To understand what this means, the authors referred to a previous study from 2020. That study paid particular attention to the morphology of bowshocks created by pulsars moving through the ISM, the same way J2030 does.

In that study, the authors write, “The interaction of a fast-moving pulsar wind with the ISM produces a bow-shock nebula with extended tail. In the apex part of the PWN <pulsar wind nebula> the ISM <interstellar medium> ram pressure confines the pulsar wind producing two shocks – a forward shock in the ISM and the reverse/termination shock in the pulsar wind; the contact discontinuity separates the two shocks.” A contact discontinuity is a transition layer where properties change, in this case, a layer between the pulsar wind and the interstellar medium.

This is critical to the positrons emitted by PSR J2030+4415.

This image is a cartoon of magnetic geometry near the magnetopause at the contact discontinuity. Image Credit: De Vries and Romani 2022.

“J2030’s extreme one-sidedness may be connected with the unusually small spin-velocity angle inferred from the H-alpha bubble velocity,” the authors of the newer study write. “… this ensures that one magnetic hemisphere is much closer to the swept-up magnetic field at the apex.” This fosters the reconnection to the ISM field lines. That reconnection allows the positrons to escape along the ISM field lines, creating the extraordinarily long x-ray filaments seen in the Chandra images.

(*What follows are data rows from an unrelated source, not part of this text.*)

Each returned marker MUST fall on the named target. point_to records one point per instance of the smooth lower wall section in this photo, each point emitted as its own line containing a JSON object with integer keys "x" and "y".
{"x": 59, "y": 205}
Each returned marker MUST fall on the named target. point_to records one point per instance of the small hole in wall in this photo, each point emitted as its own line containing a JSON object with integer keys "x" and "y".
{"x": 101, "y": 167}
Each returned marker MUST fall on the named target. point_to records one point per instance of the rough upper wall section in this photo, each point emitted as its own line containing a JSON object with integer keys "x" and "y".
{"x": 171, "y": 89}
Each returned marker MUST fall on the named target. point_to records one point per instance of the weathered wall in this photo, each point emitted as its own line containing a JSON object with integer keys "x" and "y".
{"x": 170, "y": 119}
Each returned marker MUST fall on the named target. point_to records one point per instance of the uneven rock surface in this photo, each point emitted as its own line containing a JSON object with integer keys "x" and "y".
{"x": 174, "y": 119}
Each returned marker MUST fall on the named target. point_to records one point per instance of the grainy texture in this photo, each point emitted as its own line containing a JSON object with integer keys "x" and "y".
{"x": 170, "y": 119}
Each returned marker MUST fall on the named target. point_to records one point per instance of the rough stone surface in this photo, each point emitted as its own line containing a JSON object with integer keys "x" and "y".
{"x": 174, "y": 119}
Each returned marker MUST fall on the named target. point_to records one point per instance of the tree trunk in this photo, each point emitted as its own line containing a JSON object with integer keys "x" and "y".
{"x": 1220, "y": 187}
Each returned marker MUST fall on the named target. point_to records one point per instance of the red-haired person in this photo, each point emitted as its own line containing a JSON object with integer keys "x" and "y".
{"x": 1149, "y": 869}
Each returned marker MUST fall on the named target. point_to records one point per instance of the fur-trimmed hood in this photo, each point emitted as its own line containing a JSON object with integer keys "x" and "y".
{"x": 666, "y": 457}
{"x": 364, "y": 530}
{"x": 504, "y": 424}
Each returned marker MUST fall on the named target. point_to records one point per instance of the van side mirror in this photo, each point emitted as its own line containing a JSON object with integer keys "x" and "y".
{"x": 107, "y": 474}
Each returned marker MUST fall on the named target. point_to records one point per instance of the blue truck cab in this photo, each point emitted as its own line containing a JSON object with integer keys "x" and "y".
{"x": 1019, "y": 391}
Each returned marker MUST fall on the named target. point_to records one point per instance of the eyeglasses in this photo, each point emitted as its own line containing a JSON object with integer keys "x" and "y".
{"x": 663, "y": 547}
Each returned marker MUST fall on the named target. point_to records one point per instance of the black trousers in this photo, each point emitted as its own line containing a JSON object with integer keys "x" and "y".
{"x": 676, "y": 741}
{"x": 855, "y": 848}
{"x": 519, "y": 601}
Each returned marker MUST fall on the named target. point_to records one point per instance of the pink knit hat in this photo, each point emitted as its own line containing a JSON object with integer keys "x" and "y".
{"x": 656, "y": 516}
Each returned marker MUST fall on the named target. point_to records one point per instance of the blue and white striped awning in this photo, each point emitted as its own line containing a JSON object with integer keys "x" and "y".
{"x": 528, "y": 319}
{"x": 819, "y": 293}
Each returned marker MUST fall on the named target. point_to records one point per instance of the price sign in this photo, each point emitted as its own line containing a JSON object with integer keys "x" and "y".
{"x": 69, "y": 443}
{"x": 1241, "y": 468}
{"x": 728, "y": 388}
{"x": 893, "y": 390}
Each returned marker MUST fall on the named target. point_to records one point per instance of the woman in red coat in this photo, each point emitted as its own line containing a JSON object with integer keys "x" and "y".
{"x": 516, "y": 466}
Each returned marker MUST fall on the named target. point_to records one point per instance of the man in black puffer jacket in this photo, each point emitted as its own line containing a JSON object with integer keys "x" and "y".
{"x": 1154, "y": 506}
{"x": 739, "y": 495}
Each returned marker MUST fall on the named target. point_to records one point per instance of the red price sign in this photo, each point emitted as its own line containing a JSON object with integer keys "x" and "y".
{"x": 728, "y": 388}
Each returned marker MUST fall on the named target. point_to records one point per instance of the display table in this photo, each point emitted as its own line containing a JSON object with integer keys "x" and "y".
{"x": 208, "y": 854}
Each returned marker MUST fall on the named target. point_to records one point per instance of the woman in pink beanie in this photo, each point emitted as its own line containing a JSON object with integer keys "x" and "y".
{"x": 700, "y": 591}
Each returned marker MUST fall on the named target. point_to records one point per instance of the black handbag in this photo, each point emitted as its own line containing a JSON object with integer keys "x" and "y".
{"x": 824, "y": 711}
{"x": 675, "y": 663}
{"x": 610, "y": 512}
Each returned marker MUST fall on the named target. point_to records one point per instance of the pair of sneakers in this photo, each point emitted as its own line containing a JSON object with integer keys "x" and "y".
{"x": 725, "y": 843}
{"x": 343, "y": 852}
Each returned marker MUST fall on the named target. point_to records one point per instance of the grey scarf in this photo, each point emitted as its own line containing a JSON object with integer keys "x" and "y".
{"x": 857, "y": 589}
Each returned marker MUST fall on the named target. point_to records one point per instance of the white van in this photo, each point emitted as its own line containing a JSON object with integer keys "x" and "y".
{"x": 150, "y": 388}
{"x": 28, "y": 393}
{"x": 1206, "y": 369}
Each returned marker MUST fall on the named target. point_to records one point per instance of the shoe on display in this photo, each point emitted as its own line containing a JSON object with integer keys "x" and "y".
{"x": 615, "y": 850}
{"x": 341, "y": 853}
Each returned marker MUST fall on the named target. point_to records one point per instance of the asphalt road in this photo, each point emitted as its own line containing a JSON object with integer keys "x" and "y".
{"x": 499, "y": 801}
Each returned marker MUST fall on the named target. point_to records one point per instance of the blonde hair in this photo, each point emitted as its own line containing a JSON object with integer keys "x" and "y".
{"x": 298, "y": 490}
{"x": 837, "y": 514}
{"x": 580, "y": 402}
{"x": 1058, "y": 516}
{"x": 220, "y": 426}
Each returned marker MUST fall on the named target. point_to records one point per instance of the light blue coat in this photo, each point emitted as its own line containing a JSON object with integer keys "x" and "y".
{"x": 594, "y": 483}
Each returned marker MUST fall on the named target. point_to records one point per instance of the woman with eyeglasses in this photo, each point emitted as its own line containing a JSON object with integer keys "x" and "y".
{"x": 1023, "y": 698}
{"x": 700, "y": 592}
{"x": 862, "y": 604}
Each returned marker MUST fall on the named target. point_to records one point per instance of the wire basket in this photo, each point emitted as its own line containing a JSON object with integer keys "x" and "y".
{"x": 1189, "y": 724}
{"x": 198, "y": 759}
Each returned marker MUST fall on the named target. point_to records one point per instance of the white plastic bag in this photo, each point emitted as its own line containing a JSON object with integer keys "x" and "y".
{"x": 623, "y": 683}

For decades scientists have wondered about the source of positrons that reach Earth. This research peels back some of the layered mystery around antimatter, but it’s not definitive. It just outlines one potential source. Other studies say pulsars can’t be the source.

A study from 2017 showed that even nearby pulsars are too far away to be the source of antimatter detected here at Earth. The flow is too diffuse to be detected when it reaches Earth. “The excess positrons detected on Earth must therefore have a more exotic origin than nearby pulsars,” that study concluded.

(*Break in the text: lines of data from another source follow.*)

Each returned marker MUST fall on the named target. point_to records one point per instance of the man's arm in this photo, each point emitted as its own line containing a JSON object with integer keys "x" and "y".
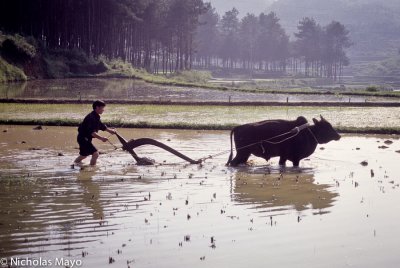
{"x": 97, "y": 136}
{"x": 111, "y": 131}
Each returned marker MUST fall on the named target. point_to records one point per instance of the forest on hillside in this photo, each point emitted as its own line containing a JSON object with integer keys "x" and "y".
{"x": 174, "y": 35}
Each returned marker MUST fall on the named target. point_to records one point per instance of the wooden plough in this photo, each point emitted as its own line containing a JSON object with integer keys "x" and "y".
{"x": 132, "y": 144}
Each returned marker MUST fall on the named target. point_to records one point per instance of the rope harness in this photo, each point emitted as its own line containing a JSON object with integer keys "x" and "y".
{"x": 294, "y": 132}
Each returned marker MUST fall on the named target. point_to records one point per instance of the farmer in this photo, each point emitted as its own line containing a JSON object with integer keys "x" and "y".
{"x": 88, "y": 130}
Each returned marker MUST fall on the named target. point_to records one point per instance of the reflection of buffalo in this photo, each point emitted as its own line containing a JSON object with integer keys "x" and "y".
{"x": 292, "y": 191}
{"x": 298, "y": 142}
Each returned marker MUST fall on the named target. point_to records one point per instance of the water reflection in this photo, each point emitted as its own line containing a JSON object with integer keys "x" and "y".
{"x": 129, "y": 89}
{"x": 278, "y": 192}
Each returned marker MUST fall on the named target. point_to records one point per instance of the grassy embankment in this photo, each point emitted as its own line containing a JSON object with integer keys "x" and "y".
{"x": 371, "y": 120}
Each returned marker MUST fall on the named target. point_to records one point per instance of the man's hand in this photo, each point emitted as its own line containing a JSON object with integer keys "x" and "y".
{"x": 112, "y": 131}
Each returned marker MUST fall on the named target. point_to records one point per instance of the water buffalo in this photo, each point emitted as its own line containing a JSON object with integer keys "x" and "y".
{"x": 299, "y": 140}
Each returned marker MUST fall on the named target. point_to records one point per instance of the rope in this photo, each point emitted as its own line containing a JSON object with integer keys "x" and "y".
{"x": 295, "y": 130}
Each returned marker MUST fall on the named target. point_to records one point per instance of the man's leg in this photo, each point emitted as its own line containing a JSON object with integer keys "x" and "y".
{"x": 79, "y": 159}
{"x": 93, "y": 161}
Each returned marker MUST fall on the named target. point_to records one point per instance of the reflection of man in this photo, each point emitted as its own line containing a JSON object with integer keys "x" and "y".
{"x": 88, "y": 130}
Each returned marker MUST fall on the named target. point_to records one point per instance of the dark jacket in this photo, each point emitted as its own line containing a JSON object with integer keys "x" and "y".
{"x": 90, "y": 124}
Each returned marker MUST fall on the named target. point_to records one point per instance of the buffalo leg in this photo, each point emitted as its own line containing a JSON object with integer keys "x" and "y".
{"x": 240, "y": 158}
{"x": 296, "y": 163}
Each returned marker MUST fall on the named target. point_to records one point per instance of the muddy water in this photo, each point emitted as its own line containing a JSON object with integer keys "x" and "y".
{"x": 331, "y": 212}
{"x": 128, "y": 89}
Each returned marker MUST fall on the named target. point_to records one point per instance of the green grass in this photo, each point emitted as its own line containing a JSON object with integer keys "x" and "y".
{"x": 188, "y": 126}
{"x": 367, "y": 119}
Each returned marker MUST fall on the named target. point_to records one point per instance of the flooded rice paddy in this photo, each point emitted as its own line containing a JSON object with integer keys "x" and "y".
{"x": 204, "y": 115}
{"x": 128, "y": 89}
{"x": 331, "y": 212}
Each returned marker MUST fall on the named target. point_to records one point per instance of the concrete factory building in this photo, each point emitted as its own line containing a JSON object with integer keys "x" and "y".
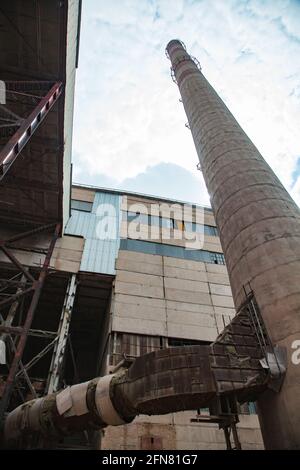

That leads us to another candidate source: the mysterious dark matter. Positrons could come from the annihilation and decay of dark matter particles. But there’s no way of observing that and it’s largely theoretical.

That brings us back to pulsars.

The 2017 study showing that pulsars can’t be the source of antimatter reaching Earth isn’t the last word on the subject. There’s a lot that astronomers don’t know about pulsars, bow shocks, and ISM magnetic field lines. The authors of this new paper say that a more detailed study could strengthen the idea that pulsars like PSR J2030+4415 are the source of antimatter reaching Earth.

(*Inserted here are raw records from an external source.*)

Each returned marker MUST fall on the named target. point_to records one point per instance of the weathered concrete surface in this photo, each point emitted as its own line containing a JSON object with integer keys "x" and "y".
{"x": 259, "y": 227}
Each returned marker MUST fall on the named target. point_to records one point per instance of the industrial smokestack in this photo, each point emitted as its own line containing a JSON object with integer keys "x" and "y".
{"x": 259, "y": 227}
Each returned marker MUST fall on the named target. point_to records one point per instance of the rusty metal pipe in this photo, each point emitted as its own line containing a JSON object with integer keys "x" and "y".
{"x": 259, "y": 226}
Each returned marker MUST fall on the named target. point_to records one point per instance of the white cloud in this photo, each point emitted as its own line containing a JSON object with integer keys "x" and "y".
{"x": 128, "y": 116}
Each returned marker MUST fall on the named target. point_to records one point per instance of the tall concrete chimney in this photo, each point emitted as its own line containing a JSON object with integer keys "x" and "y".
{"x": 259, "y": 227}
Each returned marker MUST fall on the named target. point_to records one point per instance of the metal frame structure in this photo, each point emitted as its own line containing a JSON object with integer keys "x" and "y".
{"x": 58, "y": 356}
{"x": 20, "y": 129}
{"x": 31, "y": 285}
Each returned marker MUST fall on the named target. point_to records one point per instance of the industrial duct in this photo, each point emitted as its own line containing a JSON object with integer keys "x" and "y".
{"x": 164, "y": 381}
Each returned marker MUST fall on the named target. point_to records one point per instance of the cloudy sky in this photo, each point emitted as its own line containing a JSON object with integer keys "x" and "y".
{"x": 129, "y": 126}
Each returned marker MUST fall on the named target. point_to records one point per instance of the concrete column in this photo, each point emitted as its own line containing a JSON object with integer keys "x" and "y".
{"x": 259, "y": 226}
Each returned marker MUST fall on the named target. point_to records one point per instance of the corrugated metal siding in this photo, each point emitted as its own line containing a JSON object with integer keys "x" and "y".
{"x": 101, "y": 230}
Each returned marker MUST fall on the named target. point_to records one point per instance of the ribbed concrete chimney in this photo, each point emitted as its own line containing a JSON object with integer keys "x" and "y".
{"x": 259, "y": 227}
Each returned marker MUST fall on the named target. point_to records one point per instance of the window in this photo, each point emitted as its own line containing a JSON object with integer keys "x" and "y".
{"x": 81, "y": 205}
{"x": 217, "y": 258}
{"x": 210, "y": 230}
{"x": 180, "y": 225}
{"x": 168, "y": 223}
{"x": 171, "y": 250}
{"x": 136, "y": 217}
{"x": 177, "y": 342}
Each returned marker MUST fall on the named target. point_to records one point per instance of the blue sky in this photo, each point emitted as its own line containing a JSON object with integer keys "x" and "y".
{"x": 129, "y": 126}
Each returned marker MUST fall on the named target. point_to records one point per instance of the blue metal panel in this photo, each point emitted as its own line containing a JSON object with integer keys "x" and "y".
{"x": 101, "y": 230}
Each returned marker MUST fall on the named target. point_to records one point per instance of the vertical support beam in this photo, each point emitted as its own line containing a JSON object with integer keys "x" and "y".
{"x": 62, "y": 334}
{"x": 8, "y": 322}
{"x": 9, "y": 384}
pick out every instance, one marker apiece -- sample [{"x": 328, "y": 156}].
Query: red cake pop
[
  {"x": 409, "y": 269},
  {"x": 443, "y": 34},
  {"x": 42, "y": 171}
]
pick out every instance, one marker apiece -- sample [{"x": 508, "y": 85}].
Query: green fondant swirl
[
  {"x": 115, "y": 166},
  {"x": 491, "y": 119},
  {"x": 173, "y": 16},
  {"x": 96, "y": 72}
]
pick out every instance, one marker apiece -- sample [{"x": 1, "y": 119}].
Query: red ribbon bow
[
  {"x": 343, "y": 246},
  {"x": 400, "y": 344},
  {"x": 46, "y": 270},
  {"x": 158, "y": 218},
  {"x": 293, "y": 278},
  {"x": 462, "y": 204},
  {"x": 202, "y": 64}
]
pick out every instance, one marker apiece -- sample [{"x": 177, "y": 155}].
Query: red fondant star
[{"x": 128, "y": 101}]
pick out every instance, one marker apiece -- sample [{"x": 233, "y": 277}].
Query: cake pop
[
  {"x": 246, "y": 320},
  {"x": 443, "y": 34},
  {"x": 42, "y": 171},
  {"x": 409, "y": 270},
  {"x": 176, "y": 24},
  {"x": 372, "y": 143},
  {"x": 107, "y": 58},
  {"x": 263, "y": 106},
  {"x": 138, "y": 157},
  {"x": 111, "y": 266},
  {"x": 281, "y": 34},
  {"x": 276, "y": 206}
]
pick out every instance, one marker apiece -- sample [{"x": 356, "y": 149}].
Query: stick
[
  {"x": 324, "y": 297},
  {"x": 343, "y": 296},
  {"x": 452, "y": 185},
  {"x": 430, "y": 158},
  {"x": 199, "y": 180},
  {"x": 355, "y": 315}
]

Scientists need more detailed measurements to understand if pulsars are a significant source of positrons. Unlike some astronomical objects, J2030 changes rapidly, and that’s part of the problem in understanding it. “Our revised picture of the J2030 bow shock and filament suggests rapid evolution of these structures on a decade time scale …” the authors write. “This makes precision measurements of the shock structure and filament connection very difficult with ground-based seeing.”

The authors say they’re beginning to understand when these x-ray filaments flare brightly, indicating increased positron emissions. If they can predict the flaring in advance, they can organize extensive x-ray imaging campaigns. When combined with other data, the results of that x-ray imaging will be “… a powerful tool for probing the conditions needed for efficient reconnection…” and positron escape.

All of that work “… may have important implications for the propagation of pulsar cosmic ray positrons through the nearby ISM to Earth detectors,” they conclude.

Though antimatter sounds like the stuff of science fiction weaponry, it’s not dangerous. It’s entirely natural and has been around as long as the Universe itself.

But the source of the excess positrons reaching Earth is a mystery, and scientists are drawn to those.